Sant Pere de Rodes beherrscht den Hang über der Bucht
Das Benediktinerkloster Sant Pere de Rodes liegt hoch im Gebirge Verdera. Seine monumentale Kirche des 10. und 11. Jahrhunderts verbindet mächtige Pfeiler, Tonnengewölbe und einen ungewöhnlich hohen Innenraum. Pilger, Grundbesitz und Schifffahrtsrechte machten die Abtei zu einem bedeutenden Machtzentrum.
Oberhalb stehen die Reste der Burg Sant Salvador de Verdera, unterhalb die Ruinen des mittelalterlichen Dorfs Santa Creu. Diese drei Ebenen – Burg, Kloster und Siedlung – zeigen eine vollständige feudale Landschaft. Der Blick reicht von dort über Hafen, Bucht und die zerklüfteten Höhen des Cap de Creus.
Fischerei und Tramuntana formten eine karge Kulturlandschaft
Oliven und Wein wuchsen auf Trockenmauernterrassen, die den steinigen Hang nutzbar machten. Reblaus und Landflucht ließen viele Flächen brachfallen. Der starke Nordwind Tramuntana, Salz und geringe Bodentiefe begrenzen den Bewuchs und prägen die sichtbaren Formen des Naturparks.
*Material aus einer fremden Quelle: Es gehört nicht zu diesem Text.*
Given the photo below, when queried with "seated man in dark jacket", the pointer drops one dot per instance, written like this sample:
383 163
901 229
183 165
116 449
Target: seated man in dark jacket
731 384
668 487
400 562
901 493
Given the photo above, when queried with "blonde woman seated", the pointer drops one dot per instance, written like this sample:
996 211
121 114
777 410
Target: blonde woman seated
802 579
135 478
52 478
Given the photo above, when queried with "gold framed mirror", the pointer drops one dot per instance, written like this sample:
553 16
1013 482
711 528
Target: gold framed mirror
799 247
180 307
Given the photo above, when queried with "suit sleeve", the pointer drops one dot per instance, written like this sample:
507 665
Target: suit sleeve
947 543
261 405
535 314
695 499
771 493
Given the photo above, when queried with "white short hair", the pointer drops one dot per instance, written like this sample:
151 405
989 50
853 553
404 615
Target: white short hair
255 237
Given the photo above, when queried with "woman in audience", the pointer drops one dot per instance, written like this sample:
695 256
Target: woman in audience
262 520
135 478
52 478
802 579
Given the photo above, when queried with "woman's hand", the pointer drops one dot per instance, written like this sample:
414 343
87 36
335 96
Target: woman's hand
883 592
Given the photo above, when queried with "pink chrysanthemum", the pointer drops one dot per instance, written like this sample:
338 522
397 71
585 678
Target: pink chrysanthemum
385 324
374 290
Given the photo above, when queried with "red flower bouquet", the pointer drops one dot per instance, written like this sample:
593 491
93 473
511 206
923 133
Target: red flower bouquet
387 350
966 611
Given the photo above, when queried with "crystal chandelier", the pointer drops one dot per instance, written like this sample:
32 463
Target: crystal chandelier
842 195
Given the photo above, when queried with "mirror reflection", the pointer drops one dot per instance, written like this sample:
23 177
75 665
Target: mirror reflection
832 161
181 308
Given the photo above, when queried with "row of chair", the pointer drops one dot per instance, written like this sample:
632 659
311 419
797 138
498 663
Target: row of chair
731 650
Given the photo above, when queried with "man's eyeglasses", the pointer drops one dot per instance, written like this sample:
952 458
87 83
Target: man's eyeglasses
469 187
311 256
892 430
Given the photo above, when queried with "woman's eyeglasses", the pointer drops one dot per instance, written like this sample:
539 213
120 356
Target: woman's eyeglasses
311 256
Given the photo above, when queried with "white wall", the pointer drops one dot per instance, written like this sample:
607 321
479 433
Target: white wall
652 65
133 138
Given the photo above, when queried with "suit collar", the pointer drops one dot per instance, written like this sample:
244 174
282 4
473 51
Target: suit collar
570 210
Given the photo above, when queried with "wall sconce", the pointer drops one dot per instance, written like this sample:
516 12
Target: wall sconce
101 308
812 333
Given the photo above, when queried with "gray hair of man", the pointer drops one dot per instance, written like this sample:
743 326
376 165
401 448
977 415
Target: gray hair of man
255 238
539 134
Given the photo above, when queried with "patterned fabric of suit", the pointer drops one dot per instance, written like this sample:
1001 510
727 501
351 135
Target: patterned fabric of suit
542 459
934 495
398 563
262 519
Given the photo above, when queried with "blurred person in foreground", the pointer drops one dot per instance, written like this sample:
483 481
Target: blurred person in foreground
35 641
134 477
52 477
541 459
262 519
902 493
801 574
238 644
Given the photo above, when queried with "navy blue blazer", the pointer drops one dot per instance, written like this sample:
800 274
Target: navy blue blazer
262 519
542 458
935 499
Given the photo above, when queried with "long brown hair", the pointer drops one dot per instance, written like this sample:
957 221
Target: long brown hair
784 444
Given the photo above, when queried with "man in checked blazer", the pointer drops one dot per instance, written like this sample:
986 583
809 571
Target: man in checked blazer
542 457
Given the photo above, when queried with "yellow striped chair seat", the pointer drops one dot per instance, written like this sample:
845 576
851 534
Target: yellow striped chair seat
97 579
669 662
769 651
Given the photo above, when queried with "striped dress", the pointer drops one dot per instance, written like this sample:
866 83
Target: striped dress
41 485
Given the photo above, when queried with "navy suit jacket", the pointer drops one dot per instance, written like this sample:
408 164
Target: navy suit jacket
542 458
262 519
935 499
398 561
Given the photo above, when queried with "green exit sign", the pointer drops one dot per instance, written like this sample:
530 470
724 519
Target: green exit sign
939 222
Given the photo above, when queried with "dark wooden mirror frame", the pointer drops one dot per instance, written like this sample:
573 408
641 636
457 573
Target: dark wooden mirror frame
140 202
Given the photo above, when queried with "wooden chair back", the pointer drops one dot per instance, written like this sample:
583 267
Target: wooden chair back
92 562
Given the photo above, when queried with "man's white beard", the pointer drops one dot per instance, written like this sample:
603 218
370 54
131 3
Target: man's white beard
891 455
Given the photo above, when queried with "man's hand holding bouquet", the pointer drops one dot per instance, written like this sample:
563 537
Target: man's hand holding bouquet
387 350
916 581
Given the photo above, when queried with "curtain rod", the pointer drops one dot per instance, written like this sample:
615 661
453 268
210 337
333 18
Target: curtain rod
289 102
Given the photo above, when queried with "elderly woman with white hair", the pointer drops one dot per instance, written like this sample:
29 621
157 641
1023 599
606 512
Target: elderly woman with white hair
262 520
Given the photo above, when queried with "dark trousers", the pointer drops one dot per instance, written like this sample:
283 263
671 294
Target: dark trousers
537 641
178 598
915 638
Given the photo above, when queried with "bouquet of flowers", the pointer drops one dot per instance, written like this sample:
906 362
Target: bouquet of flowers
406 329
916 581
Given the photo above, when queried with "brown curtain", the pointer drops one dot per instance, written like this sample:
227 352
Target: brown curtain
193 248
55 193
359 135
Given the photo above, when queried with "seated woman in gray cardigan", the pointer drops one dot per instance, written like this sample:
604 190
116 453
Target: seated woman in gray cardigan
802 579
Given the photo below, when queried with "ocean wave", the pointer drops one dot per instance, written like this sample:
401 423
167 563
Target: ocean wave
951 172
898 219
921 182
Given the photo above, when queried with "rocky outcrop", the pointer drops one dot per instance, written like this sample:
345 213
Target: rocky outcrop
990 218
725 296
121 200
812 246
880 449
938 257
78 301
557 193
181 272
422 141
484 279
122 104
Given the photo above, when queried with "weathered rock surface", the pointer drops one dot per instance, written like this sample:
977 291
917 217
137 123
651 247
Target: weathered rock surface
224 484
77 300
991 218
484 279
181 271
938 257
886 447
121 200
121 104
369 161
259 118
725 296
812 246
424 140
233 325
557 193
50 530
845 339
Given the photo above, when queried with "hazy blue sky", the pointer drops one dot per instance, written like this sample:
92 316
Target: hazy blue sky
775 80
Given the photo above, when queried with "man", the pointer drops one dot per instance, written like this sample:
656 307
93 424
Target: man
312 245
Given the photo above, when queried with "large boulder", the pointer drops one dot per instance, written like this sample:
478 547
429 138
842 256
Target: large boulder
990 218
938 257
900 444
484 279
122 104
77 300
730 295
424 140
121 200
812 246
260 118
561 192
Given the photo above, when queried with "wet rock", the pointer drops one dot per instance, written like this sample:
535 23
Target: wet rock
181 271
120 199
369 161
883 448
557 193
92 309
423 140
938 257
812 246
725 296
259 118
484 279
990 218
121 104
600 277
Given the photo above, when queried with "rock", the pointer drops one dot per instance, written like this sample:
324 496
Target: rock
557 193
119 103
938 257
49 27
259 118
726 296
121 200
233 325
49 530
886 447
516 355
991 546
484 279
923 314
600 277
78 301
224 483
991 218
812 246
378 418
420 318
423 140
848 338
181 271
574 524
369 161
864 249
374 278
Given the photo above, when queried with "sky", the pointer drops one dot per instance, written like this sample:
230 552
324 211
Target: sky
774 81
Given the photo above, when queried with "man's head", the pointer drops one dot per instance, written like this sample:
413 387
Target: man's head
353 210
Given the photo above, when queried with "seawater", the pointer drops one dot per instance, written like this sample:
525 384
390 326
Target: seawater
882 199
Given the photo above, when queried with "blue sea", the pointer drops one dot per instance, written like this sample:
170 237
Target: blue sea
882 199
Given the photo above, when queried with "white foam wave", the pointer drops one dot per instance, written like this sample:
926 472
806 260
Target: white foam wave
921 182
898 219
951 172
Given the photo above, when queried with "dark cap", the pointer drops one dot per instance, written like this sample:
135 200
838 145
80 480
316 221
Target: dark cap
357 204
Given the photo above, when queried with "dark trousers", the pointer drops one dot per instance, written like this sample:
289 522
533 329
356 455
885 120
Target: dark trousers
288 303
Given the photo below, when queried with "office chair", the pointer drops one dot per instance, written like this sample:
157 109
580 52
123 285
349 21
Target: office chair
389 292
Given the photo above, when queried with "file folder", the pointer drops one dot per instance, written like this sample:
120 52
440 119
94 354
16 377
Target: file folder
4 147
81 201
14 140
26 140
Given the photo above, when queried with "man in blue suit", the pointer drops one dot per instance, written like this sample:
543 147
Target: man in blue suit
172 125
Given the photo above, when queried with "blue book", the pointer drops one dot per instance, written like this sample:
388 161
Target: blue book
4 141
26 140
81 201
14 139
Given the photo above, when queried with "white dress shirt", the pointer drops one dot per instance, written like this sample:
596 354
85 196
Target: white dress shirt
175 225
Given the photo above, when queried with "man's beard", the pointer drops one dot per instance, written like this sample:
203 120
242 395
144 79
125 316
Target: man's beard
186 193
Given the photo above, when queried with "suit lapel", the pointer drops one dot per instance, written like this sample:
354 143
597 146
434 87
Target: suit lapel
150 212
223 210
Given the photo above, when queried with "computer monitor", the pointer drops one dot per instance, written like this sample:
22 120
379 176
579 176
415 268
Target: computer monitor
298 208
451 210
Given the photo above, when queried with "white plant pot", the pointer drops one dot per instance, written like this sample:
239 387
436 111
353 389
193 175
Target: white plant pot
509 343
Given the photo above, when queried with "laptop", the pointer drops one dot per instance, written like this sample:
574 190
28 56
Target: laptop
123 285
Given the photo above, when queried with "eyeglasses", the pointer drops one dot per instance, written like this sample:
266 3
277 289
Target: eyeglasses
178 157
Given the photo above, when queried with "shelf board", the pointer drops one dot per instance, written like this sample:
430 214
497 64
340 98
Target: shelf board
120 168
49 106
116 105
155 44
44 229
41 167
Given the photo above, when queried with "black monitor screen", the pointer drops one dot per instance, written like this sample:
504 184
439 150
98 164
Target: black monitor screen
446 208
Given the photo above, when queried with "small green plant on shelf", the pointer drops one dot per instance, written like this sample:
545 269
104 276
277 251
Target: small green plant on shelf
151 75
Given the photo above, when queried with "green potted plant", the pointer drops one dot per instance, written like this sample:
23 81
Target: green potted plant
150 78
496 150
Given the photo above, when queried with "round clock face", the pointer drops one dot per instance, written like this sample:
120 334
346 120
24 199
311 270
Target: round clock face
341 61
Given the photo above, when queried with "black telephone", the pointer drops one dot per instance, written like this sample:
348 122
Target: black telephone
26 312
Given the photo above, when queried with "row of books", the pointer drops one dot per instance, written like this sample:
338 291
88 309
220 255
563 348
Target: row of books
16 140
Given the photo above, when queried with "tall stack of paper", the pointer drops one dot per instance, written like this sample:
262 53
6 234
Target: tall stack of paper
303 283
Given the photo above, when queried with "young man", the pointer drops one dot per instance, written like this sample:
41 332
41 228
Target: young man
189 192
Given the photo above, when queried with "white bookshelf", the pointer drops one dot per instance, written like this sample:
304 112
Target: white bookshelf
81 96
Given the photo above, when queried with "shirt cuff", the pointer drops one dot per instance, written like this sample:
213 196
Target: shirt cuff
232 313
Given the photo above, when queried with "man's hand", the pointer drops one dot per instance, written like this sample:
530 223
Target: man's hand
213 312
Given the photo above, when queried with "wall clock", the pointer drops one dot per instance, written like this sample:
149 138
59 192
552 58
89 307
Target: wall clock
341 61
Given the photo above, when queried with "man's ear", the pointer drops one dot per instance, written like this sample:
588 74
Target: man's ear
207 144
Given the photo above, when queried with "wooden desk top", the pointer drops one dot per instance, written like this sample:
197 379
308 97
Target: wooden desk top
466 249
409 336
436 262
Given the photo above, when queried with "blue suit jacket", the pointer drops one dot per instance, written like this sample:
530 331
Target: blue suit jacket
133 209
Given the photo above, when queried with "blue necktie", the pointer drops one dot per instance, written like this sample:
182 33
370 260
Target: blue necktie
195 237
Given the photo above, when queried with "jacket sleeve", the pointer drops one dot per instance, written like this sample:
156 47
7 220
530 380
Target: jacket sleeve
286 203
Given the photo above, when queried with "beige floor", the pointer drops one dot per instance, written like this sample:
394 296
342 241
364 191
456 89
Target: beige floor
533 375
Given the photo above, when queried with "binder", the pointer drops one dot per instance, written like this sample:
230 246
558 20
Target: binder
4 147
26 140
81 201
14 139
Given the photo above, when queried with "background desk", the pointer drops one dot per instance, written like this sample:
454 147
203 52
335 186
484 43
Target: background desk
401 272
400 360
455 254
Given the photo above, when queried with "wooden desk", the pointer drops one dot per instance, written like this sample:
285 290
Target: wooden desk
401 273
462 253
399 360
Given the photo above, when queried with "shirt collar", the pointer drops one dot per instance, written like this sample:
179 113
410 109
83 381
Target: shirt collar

Im Ort blieb die Fischerei lange wichtig, besonders Sardinenfang und Küstenfischerei. Das Hafenleben veränderte sich mit Tourismus und Freizeitbooten, doch Auktion, Netze und Arbeitsboote erinnern an diese Grundlage. Der Schriftsteller Josep Maria de Sagarra und andere Künstler beschrieben im 20. Jahrhundert gerade die Verbindung aus rauer Landschaft und kleinem Hafenort.